Côte de Beaune Brilliance

There is little doubt that red Burgundy is the perfect complement to the Thanksgiving meal. The 2016 Domaine Tawse Volnay Premier Cru ‘Fremiets’ is textbook Volnay. The vineyard, which borders Pommard and shares similar limestone soils, is an early ripening vineyard. The farming is organic and biodynamic, and the wine is lovely. A bit forward, the mouthfeel is middleweight with complex details that express both the terroir and the winemaking. With a little earth and a lot of suppleness, it has a long, seamless finish.
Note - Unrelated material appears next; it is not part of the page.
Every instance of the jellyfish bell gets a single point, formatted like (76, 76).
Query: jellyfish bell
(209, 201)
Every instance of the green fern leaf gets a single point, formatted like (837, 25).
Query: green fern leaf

Many of you are already familiar with the wines from Maranges’ Domaine Maurice Charleux et Fils. Maranges is located four kilometers southwest of Santenay in the Côte de Beaune, and vintage after vintage, the wines of this domaine have been overachievers. The 2020 Charleux Maranges Blanc falls right in line. It has deep notes of apple and pear, with a touch of Côte d’Or exotic fruit and a lovely beam of acidity that supports its rich fruit–an ideal white wine for the holiday table. Enjoy!

— Paul Marcus

Souls Reaching Their Goal

The remarkable success story of Agnès Paquet continues with her latest releases, including the 2020 Agnès Paquet Santenay Premier Cru ‘Les Gravières.’ Farming 13 hectares (about 31 acres) organically, using only indigenous yeasts, Paquet, the first in her family to make wine, is now known as one of the leaders in a new generation of excellent young producers in Burgundy. And I will add that the outstanding price-to-quality relationship of her wines is a true rarity in the region.
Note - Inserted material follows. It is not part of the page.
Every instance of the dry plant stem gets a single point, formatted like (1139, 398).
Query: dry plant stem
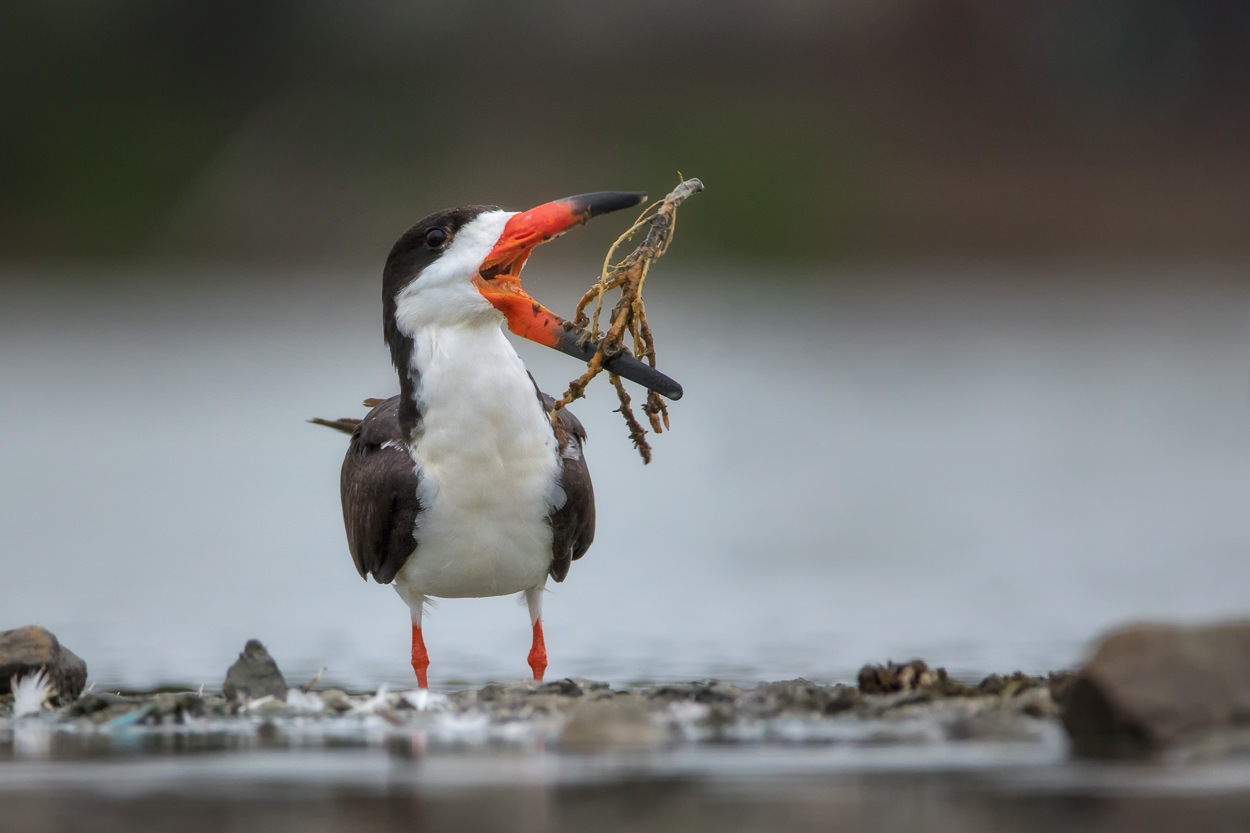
(628, 317)
(636, 432)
This beauty is a little richer, darker color than you might expect, plush on the palate with nice red cherry fruit and a hint of licorice. It will be able to handle all of those diverse Thanksgiving flavors and will truly shine with dark-meat turkey (and if the white meat is dry and boring, have a sip of this wine and you won’t care).

I am breaking the rules by including an Italian wine with all of the Beaujolais and Burgundy–hey, I am the Italian buyer after all–but the 2021 Torre dei Beati Cerasuolo d’Abruzzo ‘Rosa-ae’ is just too perfect to leave out. The name Torre dei Beati (“tower of the blessed “) derives from a 14th century fresco in a local church that tells a story of souls reaching their goal through hard work and many tests. This organically farmed estate chose the name because they embrace the same philosophy in their winemaking.

Cerasuolo d’Abruzzo is perhaps most easily described as somewhere between a light red and a more full or serious rosé, and it’s best served cool but not ice cold. The 2021 Torre dei Beati is a great example of these unique wines. It is vibrant with red berry “frutti di bosco” (like a light red) and is lifted by a pleasant stony, mineral zip (like a good rosé). This is an easy-drinking, delicious, and refreshing accompaniment to the Thanksgiving meal.

— Joel Mullennix

 

Long and Tall

Georges Descombes

While you’re sweating it out in the kitchen chopping jalapeños for your cranberry sauce or mincing onions for your gravy base, throw a chill on the 2020 Georges Descombes Régnié. Made from 100 percent gamay grown on granite soils, it’s the kind of wine that brings brightness and lift from its shorter maceration time and partial carbonic-fermentation period. At $30, this is my kind of Beaujolais: long and tall and purely, utterly tasty.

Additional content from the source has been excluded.